Now that he thought about it, Reggie's behavior was similar to the behavior he exhibited to signal insurgent. Owen had always wondered how the dog knew the difference between bad guy and not a bad guy. The scent and the sound of nerves might do it.

”I'm okay,” he said.

Carstairs snorted. Owen's fingers clenched. Reggie growled, gaze on Becca's dad.

”Bly'b,” Owen repeated, then breathed in through the nose, out through the mouth several times the way he'd learned in rehab.

”How's your mom?”

”The same.”

If she were any different-better or worse-someone from the Northern Wisconsin Mental Health Facility, where she'd been for a long, long time, should have called him.

”I'm selling the house,” Owen continued. ”Even if she ever gets well enough to leave the facility, she shouldn't live there.”

The place was too isolated-creepy even before it had become so broken down. Living there alone would make anyone crazy.
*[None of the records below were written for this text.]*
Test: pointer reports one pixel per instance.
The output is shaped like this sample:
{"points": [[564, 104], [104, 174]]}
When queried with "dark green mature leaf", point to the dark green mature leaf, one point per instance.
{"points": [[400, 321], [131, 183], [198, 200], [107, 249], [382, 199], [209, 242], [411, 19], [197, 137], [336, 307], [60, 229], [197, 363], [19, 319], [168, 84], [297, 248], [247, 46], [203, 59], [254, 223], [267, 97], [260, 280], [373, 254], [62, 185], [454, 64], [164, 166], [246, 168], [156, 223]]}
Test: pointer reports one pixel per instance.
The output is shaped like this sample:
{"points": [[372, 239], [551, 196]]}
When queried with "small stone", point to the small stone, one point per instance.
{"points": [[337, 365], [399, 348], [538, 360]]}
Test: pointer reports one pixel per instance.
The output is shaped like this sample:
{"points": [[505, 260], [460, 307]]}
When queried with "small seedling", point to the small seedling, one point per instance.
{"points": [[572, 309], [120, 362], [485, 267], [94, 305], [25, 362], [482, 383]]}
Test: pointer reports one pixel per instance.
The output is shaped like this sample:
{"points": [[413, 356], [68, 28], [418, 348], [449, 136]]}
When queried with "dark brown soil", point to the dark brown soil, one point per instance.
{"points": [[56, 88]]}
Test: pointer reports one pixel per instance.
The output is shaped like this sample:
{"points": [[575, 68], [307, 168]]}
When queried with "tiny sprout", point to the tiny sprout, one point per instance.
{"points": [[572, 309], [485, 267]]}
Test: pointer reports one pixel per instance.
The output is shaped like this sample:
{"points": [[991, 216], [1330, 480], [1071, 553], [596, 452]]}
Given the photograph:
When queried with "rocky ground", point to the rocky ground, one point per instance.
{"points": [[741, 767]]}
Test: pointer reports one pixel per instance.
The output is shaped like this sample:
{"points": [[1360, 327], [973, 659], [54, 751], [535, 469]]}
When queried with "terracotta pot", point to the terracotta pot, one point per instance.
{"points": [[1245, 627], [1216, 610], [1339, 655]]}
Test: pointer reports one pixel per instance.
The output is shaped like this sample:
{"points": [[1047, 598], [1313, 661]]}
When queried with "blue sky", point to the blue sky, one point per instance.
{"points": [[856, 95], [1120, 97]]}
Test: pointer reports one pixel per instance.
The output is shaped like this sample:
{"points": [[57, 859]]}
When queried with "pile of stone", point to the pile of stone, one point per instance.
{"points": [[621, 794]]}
If you were crazy to begin with ... best to stay away.

”Don't you want to live there?” Carstairs asked.

”When I leave the service, I am not going to come back here.”

”Why not?”

Owen cast the man an irritated glance. Even though Carstairs had done everything he could to make sure Owen left all those years ago, and seemed determined to ensure the same happened now, he seemed offended that Owen didn't want to stay.